All continuous features were standardized to have zero mean and unit variance, while categorical variables were transformed using one-hot encoding. Missing values were initially handled using median imputation, but we acknowledge that this method may introduce bias. To verify robustness, sensitivity analyses using MICE were performed, yielding consistent model rankings. Features with near-zero variance and highly collinear predictors (|r| > 0.9) were excluded prior to modeling. A unified preprocessing pipeline was consistently applied across all models to ensure fair comparability.

To identify the most informative predictors, we employed Recursive Feature Elimination (RFE) with Random Forest (RF) as the base learner. RFE was performed exclusively within the training set to avoid information leakage and was nested inside a 10-fold cross-validation framework, ensuring that feature ranking was recalculated in each resampling fold. Candidate subset sizes of 5, 10, and all available predictors were evaluated. Model performance, measured by the area under the ROC curve (AUC), guided the feature elimination process. Across folds, a stable set of five variables—Race, Age, TyG, IBI, and CRP—consistently emerged as the most discriminative predictors and was retained for subsequent model development.

To optimize predictive performance, we implemented 11 supervised machine learning algorithms, including RF, Extreme Gradient Boosting (XGB), Neural Networks (NN), Multilayer Perceptron (MLP), Logistic Regression (LR), Naïve Bayes (NB), Support Vector Machine (SVM), C5.0, Gradient Boosting Machine (GBM), K-Nearest Neighbors (KNN), and Gaussian Process (GP). These models were chosen for their complementary strengths in handling non-linear relationships, imbalanced data, and high-dimensional feature spaces.

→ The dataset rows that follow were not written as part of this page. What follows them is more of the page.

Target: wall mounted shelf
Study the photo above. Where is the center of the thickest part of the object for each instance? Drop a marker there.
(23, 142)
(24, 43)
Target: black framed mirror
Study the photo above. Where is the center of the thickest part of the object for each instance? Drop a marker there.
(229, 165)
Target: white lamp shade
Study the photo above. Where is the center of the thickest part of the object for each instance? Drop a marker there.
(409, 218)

The dataset was divided into 70% training and 30% testing subsets using stratified sampling to preserve outcome distribution. Within the training data, nested cross-validation was employed to tune hyperparameters and evaluate model robustness. Specifically, a 5-fold inner loop combined grid and random search to optimize hyperparameters based on cross-validated AUC, while an outer 10-fold cross-validation assessed model consistency and minimized overfitting.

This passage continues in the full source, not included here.